周瑰顺利接管括州之后,两人更是官商勾结,囤集居奇,倒买倒卖,沆瀣一气。赵思归知道周瑰嗜好未开苞的小萝莉,便投其所好,在括州及周边各地,投放大量眼线,充当猎头,只要发现了十岁以上,十五岁以下,长相姣好的女孩子,便坑蒙拐骗,使尽一切手段,也要据为己有。
谋害亲夫的张刘氏,便是赵思归投放的众多猎头之一。
张刘氏起先是赵思归的姘头,时日一长,颜色一衰,张刘氏便成了明日黄花,没人要的破鞋。赵思归知道张刘氏好吃懒做,便做主撮合给缙云城里鳏居的张老实,顺便充当他的眼线,每月给她些钱财。慧慧便是张刘氏捕猎到的第一个目标。
至于张刘氏耐不住寂寞,与华屠勾搭上,再与华屠合谋杀害张老实,则纯粹是节外生枝了。张刘氏逃跑之后,只好找到老相好赵思归,寻求帮助。赵思归自然不能放任不管,否则东窗事发,自己也难逃干系。赵思归则将张刘氏交给周瑰,限制其人身自由,等于是圈养起来了。
多年来,由赵思归掳掠来的年幼美貌女子不知凡几。赵思归心里一本糊涂账,没有个准确数目,但周刺史的账目可就清楚多了。周刺史还有个嗜好,就是给自己中意的女子,上过床的女子画个像,以立此存照,有如后世天朝某官员的**日记。
要说起来,这周瑰的嗜好还真不少。赵思归送来的女子,过个一两年,周瑰玩腻了,就大肆送人,无论是上级领导,还是平级的同僚,甚至是下级的县属官吏,都曾愧领过他周瑰送去的女子。括州下辖的松阳、遂昌、龙泉等县令,对周瑰的知遇之恩,可谓是感激涕零,自然对周刺史忠心耿耿,无不坚决拥护周刺史的领导。
徐驰刚上任时,如果立马拜访了周刺史,必然会得到刺史大人的格外青睐。徐驰是两个宰相举荐来的,年纪轻,前途不可限量,周刺史自然也会拉拢,并且早早替徐驰预备了好几个漂亮的小丫头,打算供徐驰挑选的。无奈徐驰第一次见周刺史就闹了一处大戏,对上官不但缺乏应有的尊敬,还蛮横无理,气焰嚣张。

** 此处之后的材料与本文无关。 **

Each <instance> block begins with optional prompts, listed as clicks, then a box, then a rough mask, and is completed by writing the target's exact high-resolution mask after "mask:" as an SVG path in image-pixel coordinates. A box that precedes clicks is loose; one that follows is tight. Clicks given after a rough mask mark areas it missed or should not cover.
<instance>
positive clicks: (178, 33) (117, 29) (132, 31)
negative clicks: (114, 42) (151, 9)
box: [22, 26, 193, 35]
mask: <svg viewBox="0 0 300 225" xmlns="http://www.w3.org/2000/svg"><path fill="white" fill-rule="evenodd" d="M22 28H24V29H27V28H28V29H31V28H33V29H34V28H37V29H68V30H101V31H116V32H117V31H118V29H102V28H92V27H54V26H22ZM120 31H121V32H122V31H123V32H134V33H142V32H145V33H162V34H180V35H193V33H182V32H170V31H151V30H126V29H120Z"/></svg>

千错万错,就是错在徐驰是个非砖家叫兽型的穿越者,假如徐驰一开始就像别的穿越者一样,能够迅速适应大周的风土人情、言行处事、世俗规则,那就是一个很有前途的人。说不定很得上司的赏识,在县令任上干出一番大作为来。
当然,这些都是前言后话,话题还是回到括州刺史府的晚宴上来。
周瑰见赵思归一边拽了个女孩,那两小女孩也甚是水灵,撩拨得周大人心痒痒的,感叹赵思归真的是好手段,总能弄到新鲜货。表面上却装做很是不解,问道:“赵兄,你这是怎么回事?带两个小女孩来周某府上?”
赵思归恭谨地答道:“禀大人,草民在永康集市上,见这两孩子长的利落,便买下来,想送与大人,为大人端茶倒水甚么的,也算是做桩善事。”
两小女孩怯怯地站在桌旁,说不清是迷茫还是害怕。
赵思归是坑蒙拐骗的老手,一般的小女孩到了他手上,一番软硬兼施,哪还有不乖乖依从的道理?像秦娘子那般机灵,侥幸逃脱魔爪的,毕竟不多。
周瑰笑道:“赵兄真的是雪中送炭,周某正发愁无人可伺候张大人,不料赵兄解了燃眉之急。”
赵思归慌忙道:“此事万万不可,草民也是随手从市集上买来的,未来得及调教,乡野丫头,粗陋无礼,冲撞了张大人,草民担待不起呀。”
“哦……”周瑰与张易之相视一笑,周瑰道:“赵兄多虑了。张大人身居高位,深得皇上赏识,不但琴棋书画诗词歌赋样样精通,对于调教丫头之道,亦是颇有心得,你我二人,难望张大人之项背呀。”
赵思归忙站起来,朝张易之深施一礼,致歉道:“恕草民无知,是草民有眼不识泰山,唐突了大人,望乞恕罪。”
张易之哈哈笑道:“二位太客气了,今日得见二位,不枉五郎来江南一遭张某借花献佛,敬二位一杯。”
张易之对周瑰赵思归很是满意,毕竟是一个战壕里的人,事事处处都贴心窝儿。一高兴,便忘记了身份悬殊,竟然敬起二人的酒来。
男人在一起喝酒扯蛋,最后必定扯到女人头上去,臭味相投的三个人找到了共同话题,话匣子一开,便滔滔不绝,一发不可收拾。
张易之在这方面是行家里手,平常在皇帝身边一贯谨小慎微,今日犹如出了牢笼的鸟儿,自然大吹特吹,显摆起来。周赵二人更是刻意奉承巴结。
男人扯完了女人,一般就是再扯到仇人,无非是好勇斗狠,快意恩仇。扯着扯着,不知怎么的,又扯到了徐驰身上。虽然徐驰能量太小,能力过低,还够不上当他们仇人的资格,但还是扯到了。
周瑰打发人给两个女孩梳洗打扮去了,接着道:“说起那个混小子,完全是无法无天,周某若不是顾忌到武相爷与狄相爷,早将他押解遣送到京城了。”
张易之笑道:“不急不急,让那混蛋再蹦跶几日,等他将另外的三十五块地全卖完了,到时人赃俱获,再修理他不迟。”
“大人英明。”赵思归一脸龌蹉,谄媚着说:“张大人在缙云县衙时,可曾注意到两个小娘子?那两个小娘子虽然年纪略微大了点,但模样身段儿俱是百里挑一,到时,嘿嘿……张大人给他来个一箭三雕……嘿嘿!”
赵思归所说的小娘子估计是单绫与柳絮儿,因为秦娘子早就发现了赵思归,有意避开了他的视线,赵思归应该还没察觉。否则的话,他现在的心情,没这么安稳,心安理得。
“不算大,不算大赵兄说有两个?可张某只看到一个,还是赵兄眼力好呀!”张易之以为赵思归说的是秦娘子。秦娘子比起赵思归刚刚领来的两个小丫头,年纪自然大上一两岁,明显成熟得多。